An alternative explanation would be that in humans, the development and clearance of CAs may also take place and, like in mice, it is when a combination of several risk factors occurs that the phenotype may become more severe and prevail. This idea would be in line with the multifactorial threshold model of NTDs in humans (Harris and Juriloff, 2007), in which the defect occurs as a result of an additive contribution of several risk factors, each of which is individually insufficient to disrupt neurulation. To shed light on this matter, it might be relevant to ascertain whether Vangl2+/Lp/Grhl3+/Ct double mutants show CAs at later stages than E14.5.

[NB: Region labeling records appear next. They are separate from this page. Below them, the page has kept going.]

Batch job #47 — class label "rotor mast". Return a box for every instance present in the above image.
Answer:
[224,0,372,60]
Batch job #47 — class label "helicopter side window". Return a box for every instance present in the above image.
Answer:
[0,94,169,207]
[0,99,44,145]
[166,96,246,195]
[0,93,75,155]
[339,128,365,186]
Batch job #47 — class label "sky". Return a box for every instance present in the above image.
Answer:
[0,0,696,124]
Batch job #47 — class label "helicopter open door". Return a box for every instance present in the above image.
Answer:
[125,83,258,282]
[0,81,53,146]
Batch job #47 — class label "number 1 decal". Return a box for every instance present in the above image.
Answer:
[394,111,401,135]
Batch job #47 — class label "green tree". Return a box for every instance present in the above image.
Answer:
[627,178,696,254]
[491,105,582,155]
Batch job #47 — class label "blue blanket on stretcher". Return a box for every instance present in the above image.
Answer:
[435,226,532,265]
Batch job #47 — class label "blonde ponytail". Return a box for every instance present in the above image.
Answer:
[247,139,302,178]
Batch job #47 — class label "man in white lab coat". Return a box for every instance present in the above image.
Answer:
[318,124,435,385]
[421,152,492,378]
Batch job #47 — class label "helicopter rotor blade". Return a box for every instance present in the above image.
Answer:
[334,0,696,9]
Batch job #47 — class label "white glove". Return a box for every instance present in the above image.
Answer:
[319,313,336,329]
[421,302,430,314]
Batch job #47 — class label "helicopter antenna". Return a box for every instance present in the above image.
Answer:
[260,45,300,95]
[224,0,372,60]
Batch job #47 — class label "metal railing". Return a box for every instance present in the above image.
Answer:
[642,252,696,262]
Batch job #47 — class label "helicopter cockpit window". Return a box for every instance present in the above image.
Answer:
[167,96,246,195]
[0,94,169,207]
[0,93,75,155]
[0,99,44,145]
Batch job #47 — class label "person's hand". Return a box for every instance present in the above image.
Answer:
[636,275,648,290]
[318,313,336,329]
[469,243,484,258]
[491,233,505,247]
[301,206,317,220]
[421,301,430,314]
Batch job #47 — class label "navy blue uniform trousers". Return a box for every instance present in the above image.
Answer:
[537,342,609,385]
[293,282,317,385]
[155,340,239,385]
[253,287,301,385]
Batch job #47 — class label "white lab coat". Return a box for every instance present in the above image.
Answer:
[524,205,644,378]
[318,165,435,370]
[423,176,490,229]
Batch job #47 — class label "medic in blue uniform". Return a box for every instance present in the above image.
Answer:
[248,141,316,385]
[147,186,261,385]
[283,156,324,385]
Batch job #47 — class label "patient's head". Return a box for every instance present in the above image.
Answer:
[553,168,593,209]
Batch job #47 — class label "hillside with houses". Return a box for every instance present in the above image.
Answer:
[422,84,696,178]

Here, we present how the presence of NT fusion failure could cause a group of NCCs undergoing EMT to accidentally change their fate and become trapped in the ectopic opening. Moreover, the mesenchymal nature of CA cells (Sox10+, Fig. 3F; Fig. S2E,F) and the expression of adipocyte differentiation markers (PDGFRα, Fig. 3D; Fig. S1K,L; Hepler et al., 2017), suggests that the dorsal defect we observed in Vangl2+/Lp embryos may well resemble a lipomyelomeningocele primordium in humans. In regard to this, a previous study of patients with NTDs reported a higher incidence of VANGL2 mutations in cases with closed spinal NTDs (2.5%, compared to 0.5% in open spina bifida); these cases of closed spinal NTDs with VANGL2 mutations also showed a higher prevalence of lipoma (Kibar et al., 2011).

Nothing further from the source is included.